TEN COMMANDMENTS JUDGE REMOVED FROM BENCH

Montgomery, Alabama, Nov. 13, 2003 (CWNews.com) - An Alabama court on Thursday voted unanimously to remove the state's chief justice from office over his refusal to remove a Ten Commandments monument from his courthouse.

The Court of the Judiciary voted 9-0 to remove Roy Moore, who was elected to a six-year term as chief justice in 2000. The monument had been removed from the state courthouse on August 27 after Moore was suspended by an ethics panel for refusing to obey a federal court order to take the Ten Commandments from public view. The US Supreme Court last week refused to hear Moore's appeal of the lower court order.

The monument was installed two years ago after Moore was elected. He said the stone marker is a symbol of the Judeo-Christian foundations of US law.
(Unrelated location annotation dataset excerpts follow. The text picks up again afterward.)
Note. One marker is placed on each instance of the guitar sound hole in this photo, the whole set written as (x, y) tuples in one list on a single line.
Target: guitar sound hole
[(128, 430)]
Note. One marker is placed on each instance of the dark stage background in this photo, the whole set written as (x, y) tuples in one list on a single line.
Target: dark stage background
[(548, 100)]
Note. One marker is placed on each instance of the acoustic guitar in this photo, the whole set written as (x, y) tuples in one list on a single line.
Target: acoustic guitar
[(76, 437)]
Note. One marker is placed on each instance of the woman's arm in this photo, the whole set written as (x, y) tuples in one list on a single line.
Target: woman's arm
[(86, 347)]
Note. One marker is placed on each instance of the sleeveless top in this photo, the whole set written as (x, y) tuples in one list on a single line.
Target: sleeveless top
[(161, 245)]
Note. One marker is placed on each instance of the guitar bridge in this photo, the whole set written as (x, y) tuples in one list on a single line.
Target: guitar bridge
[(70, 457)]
He was elected to the state Supreme Court partially on a previous legal battle over a display of the Ten Commandments in his courtroom when he was a district judge.
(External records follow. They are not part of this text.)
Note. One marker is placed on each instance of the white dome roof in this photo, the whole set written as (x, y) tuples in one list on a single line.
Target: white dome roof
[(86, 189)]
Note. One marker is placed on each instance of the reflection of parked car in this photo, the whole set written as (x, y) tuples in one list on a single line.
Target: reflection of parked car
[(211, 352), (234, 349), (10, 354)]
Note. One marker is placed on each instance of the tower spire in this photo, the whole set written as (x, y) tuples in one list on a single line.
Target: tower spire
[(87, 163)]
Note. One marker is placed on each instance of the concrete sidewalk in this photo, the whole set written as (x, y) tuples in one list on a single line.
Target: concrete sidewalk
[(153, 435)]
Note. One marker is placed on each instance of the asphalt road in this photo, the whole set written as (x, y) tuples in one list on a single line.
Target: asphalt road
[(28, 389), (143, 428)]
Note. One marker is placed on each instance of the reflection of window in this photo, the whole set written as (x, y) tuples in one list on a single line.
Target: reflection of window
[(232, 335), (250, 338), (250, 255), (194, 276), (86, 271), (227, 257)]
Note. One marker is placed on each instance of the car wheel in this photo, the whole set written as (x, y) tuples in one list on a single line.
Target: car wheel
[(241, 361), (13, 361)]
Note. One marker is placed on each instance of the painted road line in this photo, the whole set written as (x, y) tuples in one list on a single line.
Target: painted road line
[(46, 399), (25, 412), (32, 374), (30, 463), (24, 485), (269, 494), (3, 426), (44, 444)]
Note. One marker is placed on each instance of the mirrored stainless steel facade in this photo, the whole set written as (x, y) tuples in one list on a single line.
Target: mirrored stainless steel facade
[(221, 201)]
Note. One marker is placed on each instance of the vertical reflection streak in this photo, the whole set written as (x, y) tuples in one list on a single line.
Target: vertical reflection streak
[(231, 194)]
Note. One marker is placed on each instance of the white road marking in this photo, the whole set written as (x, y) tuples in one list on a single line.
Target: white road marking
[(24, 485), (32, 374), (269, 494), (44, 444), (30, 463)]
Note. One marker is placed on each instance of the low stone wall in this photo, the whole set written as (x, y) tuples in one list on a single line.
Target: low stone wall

Moore said he had no regrets. "I have done what I was sworn to do," Moore told supporters, some of them crying, outside the courthouse. "We have got to stop the hypocrisy in this country." The court that removed him from the bench found that Moore had violated judicial ethics and placed himself above the law. "The chief justice showed no signs of contrition for his actions," said Judge William Thompson, who read the decision.

Moore's opponents, including the liberal Southern Poverty Law Center, said it would continue to seek sanctions against him, and would file to have him disbarred in Alabama.